Director Brian C Hutton’s 1966 comedy The Pad (and How to Use It) stars Brian Bedford, Julie Sommars and James Farentino, who won the Golden Globe for Most Promising Newcomer – Male.
Ah, the Sixties, when trendy young swingers had pads instead of loft apartments!
Bedford repeats his stage role in this disappointing, over-done Americanised version of Peter Shaffer’s one-act play The Private Ear, in which the sensitive hero, shy bachelor boy Bob (Bedford), loses his girl Doreen (Sommars), with the woman he met at a classical music concert, to his smarmy best friend Ted (Farentino) during his first date in his pad.
The performances are game but the farcical tone is quite wrong for a study of loneliness, and the LA setting and additional scenes to drag it out from a short playlet to movie length are drawbacks.
The title supposedly recalls The Knack… and How to Get It.
The other half of Shaffer’s theatre double bill, The Public Eye, was filmed in 1972 as Follow Me.
Also in the cast are Edy Williams, Nick Navarro and Pearl Shear.
Clever word play in the sell line though: ‘The story of a square who gets caught in a triangle!’
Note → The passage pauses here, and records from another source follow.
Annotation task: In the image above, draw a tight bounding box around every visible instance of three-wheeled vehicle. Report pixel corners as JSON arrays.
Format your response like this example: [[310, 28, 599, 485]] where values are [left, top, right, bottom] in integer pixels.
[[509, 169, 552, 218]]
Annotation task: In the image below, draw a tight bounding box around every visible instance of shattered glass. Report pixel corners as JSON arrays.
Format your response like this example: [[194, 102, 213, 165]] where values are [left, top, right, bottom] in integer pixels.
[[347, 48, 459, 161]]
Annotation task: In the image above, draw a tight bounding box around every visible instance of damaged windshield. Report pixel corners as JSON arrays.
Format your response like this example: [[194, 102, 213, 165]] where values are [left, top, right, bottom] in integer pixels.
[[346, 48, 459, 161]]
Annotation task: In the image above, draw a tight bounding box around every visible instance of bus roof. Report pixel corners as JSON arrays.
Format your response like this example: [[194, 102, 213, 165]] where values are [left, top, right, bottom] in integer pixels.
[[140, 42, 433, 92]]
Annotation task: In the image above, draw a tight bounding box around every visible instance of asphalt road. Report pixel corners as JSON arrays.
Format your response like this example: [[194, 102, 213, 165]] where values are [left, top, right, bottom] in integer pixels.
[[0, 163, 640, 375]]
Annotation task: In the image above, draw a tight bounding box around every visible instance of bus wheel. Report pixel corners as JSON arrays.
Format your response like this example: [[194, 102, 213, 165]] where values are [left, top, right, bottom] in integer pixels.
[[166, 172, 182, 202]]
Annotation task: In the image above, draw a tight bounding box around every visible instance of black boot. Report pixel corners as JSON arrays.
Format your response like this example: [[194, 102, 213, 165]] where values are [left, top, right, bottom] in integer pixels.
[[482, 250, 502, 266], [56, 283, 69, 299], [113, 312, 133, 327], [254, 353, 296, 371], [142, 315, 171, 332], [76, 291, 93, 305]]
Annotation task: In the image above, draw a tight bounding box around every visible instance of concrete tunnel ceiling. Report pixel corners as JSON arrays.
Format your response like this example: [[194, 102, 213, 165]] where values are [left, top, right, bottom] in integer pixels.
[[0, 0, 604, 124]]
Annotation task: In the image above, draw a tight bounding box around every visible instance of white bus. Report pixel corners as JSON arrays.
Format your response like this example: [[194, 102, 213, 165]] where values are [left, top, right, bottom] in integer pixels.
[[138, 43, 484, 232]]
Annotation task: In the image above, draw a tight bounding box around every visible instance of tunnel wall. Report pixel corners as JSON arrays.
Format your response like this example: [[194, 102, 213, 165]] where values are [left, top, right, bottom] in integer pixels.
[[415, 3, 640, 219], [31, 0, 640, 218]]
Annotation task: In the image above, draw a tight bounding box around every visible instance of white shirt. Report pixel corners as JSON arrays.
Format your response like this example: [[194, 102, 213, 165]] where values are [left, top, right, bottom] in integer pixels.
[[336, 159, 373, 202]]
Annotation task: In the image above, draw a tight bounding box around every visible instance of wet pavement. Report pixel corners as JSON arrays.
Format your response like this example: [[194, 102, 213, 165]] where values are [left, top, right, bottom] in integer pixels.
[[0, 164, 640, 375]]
The Pad (and How to Use It) is directed by Brian C Hutton, runs 86 minutes, is made by Ross Hunter Productions, is released by Universal, is written by Thomas C Ryan and Ben Starr, based on Peter Shaffer’s one-act play The Private Ear, is shot by Ellsworth Fredericks (Technicolor), is produced by Ross Hunter and is scored by Russ Garcia.
It is shot at Universal Studios, 100 Universal City Plaza, Universal City, California.
James Farentino died at 73 on in Los Angeles.
Brian G Hutton 1935 – 2014.
Brian Bedford died at 80 on January 13, 2016 in Santa Barbara, California.